At first it was a shock to the system: closed gyms and pint-sized bootcamps. But now it's the new norm and for many that means very little access to heavy lifts. Even with the right nutrition, our bodies will change as we turn to lighter loads. So just how quickly do you lose your gains and what can you do to prevent the damage? We have an answer.
According to a 2012 study titled Comparison of muscle hypertrophy following 6-month of continuous and periodic strength training, after the three-week mark you'll start seeing a noticeable drop in muscle strength.
However, a far more terrifying study found you can lose up to a kilogram of lean body mass after just one week of bed rest. Another suggests that even if you're not lying down all day, you may see an 11 per cent decrease in type II muscle size after 10 days.
Fortunately, there is some good news.
Muscle memory is real and findings published in Frontiers in Physiology confirm that while you might lose muscle due to inactivity, those gains can quickly reappear when you return to exercise.
But what can you do in the mean time? Well, according to celebrity trainer and co-founder of exercise app Acero Training Series, Jono Castano, there are a few steps you can take to limit the amount of muscle you lose while you're stuck in quarantine.
"Be mindful of your diet – try to focus on incorporating all your macro nutrients with an aim to hit 1.7-2.2g of protein per kg of body weight," he tells Men's Health.

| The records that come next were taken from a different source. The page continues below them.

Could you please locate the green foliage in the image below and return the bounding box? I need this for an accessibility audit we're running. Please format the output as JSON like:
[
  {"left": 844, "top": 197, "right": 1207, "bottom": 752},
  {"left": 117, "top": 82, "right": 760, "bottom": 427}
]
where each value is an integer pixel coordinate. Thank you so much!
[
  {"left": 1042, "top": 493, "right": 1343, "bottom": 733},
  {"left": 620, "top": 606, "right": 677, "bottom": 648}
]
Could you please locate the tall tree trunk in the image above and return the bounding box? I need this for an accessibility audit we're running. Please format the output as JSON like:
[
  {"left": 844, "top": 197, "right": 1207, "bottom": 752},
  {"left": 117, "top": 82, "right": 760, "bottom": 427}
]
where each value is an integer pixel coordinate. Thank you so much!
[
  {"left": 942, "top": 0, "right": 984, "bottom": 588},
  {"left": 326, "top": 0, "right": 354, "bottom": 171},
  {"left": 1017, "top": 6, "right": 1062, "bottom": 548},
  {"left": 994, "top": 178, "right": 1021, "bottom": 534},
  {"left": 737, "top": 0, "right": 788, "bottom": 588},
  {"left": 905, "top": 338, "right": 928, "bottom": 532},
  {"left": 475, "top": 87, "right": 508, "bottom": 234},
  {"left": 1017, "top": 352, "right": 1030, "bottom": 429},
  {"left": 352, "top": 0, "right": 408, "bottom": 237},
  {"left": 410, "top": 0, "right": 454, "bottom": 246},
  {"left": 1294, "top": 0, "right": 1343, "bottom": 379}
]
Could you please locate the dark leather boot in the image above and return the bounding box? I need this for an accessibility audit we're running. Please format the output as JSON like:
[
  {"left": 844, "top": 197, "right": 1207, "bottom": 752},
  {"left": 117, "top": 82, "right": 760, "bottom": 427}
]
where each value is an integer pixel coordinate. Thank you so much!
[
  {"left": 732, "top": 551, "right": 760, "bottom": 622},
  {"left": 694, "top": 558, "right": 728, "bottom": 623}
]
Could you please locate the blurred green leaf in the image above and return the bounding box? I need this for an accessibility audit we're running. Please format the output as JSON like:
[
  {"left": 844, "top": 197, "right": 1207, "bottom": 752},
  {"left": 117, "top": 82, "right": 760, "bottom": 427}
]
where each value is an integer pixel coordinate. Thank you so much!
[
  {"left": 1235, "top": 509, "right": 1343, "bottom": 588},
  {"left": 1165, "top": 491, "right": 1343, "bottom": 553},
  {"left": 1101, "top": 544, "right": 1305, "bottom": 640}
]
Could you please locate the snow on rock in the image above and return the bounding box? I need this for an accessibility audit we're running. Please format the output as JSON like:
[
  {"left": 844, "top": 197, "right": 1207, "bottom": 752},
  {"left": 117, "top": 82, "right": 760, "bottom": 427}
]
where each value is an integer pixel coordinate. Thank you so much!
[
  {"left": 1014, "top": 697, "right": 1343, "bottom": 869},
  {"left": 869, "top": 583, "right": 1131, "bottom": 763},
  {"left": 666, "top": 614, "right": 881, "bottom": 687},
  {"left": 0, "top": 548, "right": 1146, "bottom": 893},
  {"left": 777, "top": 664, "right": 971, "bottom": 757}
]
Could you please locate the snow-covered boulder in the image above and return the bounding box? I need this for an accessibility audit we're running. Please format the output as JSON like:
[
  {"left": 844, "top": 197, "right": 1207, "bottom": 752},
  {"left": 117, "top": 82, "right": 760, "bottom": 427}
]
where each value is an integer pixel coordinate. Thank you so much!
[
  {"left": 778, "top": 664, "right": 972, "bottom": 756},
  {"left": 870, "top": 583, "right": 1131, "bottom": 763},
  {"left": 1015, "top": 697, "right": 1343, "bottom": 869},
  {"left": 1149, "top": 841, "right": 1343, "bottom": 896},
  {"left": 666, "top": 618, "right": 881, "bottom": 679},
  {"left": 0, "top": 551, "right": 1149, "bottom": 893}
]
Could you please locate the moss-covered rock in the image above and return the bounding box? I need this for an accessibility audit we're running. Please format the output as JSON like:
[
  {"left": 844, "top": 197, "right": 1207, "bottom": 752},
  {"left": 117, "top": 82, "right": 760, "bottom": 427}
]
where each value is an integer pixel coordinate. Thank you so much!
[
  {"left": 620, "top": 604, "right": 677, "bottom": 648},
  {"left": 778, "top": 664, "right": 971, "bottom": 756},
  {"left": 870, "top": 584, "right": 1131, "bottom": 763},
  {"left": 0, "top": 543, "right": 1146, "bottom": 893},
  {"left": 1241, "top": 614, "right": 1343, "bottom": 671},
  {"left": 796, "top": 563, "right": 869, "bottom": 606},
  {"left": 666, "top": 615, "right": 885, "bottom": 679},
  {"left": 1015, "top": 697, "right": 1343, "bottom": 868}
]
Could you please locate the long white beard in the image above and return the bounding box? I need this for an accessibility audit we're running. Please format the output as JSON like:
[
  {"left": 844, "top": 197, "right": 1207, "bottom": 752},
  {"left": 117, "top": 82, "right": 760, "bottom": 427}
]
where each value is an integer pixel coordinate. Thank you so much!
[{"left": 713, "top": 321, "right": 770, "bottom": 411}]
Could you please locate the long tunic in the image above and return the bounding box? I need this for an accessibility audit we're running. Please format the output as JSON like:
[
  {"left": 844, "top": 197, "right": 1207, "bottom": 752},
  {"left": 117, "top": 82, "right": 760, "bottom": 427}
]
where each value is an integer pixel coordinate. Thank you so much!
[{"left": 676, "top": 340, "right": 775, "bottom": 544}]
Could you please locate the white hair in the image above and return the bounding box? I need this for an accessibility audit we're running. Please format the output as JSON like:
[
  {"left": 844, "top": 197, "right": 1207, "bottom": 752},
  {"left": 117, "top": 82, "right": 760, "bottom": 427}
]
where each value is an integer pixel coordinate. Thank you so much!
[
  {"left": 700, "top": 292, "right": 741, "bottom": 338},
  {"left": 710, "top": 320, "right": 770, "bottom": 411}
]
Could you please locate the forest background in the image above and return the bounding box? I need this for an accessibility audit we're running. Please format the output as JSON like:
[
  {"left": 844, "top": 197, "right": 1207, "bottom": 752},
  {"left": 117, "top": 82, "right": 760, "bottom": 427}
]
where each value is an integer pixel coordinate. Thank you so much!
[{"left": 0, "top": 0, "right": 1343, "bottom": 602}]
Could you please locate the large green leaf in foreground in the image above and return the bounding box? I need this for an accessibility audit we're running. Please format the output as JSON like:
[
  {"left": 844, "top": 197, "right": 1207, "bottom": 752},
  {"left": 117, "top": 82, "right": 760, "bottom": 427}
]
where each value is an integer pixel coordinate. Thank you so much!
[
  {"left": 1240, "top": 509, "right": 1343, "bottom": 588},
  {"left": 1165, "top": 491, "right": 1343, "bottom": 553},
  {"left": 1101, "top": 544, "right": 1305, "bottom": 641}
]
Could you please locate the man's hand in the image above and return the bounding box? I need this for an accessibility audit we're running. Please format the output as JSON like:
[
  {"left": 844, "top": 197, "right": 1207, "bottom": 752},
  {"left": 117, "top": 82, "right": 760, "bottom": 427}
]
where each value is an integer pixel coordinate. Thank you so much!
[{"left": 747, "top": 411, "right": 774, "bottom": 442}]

"Continue to focus on resistance training – invest in some equipment that's going to keep you challenged."
Castano recommends looking for advice via the app store to ensure your form is correct for any home workout.
"Focus on key techniques like the ones i've used myself through ATS and apply them to any exercise," he continues.
And how do you try and mimic the load that you're used to with a full set of weights?
"Increase the time under tension of the exercise," he says. "Focus on the technique and mind the muscle connection. You can test yourself with more sets and more reps to make it more challenging."